- Peace Garden: You want change?

You want change?

Sunday, January 06, 2008

Kucinich on Bill Moyers Journal
How can you have a debate if you don't have a voice that challenges all the others? Right now every other Democrat on that stage will be for keeping our troops in Iraq through at least 2013. Everyone else on the stage will be there for the continuation of NAFTA and the WTO. I mean, my position on the American political scene is to show people that there's a whole different direction that America can take here at home and in the world. And the Democratic Party in narrowing the choices and in the media, in trying to block the point of view that I represent, is really doing a disservice to the American people.
...But that's the point that I'm making is, look, we already know that the coverage of this election has been focusing on three candidates.
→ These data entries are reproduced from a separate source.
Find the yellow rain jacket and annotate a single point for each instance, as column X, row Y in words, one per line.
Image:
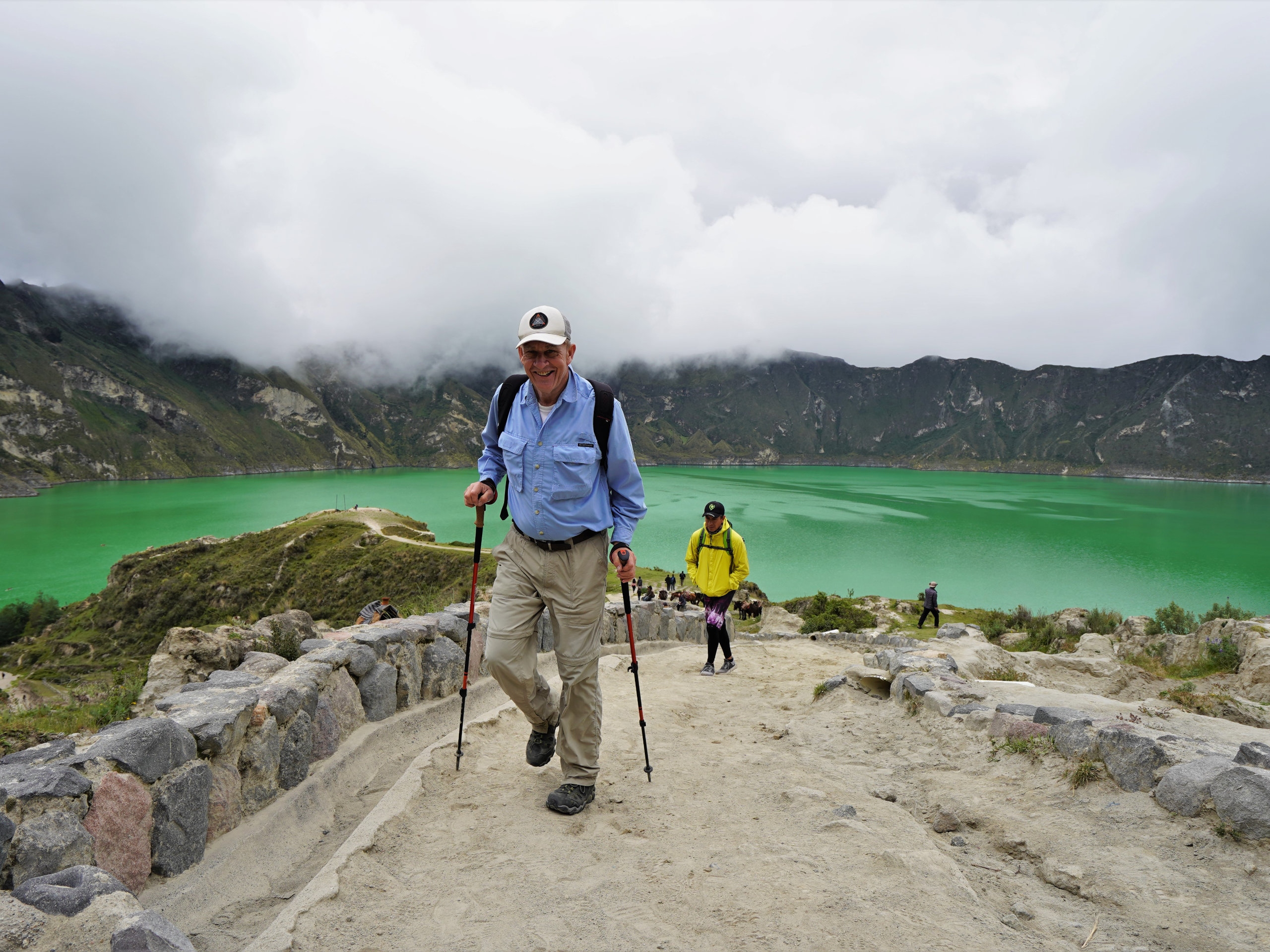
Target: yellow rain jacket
column 710, row 567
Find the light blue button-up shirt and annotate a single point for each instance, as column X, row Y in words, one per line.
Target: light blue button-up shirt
column 557, row 486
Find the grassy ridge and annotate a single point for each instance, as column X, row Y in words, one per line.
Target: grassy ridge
column 321, row 564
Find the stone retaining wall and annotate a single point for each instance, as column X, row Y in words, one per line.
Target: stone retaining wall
column 225, row 729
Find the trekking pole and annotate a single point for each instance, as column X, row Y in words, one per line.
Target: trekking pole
column 472, row 625
column 634, row 669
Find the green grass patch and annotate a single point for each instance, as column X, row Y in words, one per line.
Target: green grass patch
column 24, row 729
column 828, row 612
column 319, row 564
column 1086, row 772
column 1003, row 674
column 1033, row 748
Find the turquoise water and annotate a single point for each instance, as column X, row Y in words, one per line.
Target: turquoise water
column 990, row 540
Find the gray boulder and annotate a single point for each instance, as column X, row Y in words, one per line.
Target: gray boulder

Well, if you look at the records of those three candidates, they're not too much apart. The differences are stylistic, not substantive. And when there's a requirement for a substantive debate, which is all apart from the news coverage, a substantive debate, even the debates themselves have been remarkable for the effort to try to narrow the discussion within the context of the debate itself by apportioning more time to some candidates and less time to others. There are times that the only way I was able to get the question in debate was ask myself a question.
People say you want change, I can give you change for a dollar, you know, if I have it. But the point is real change, transformational change in our society means looking at the engines of our society which has caused wealth to accelerate upwards such as, you know, the military spending, $500 billion budget, borrowing money from China to keep a war going, our trade deficit which is driven by a desire to shift jobs out of this country seeking low wages in places where there are no human rights and environment quality principles or workers' rights, and by energy policies which accelerate the wealth upwards. I think that a more equitable distribution of the wealth ought to be consistent with the message of the Democratic Party. Yet twice, Bill, in two- party platform meetings, I wasn't able to get a not-for-profit healthcare system in the Democratic Party platform in 2000, 2004 because of the hold these insurance companies have on the process.
That's what Mickey was afraid of. The truth - true change - rocking the boat.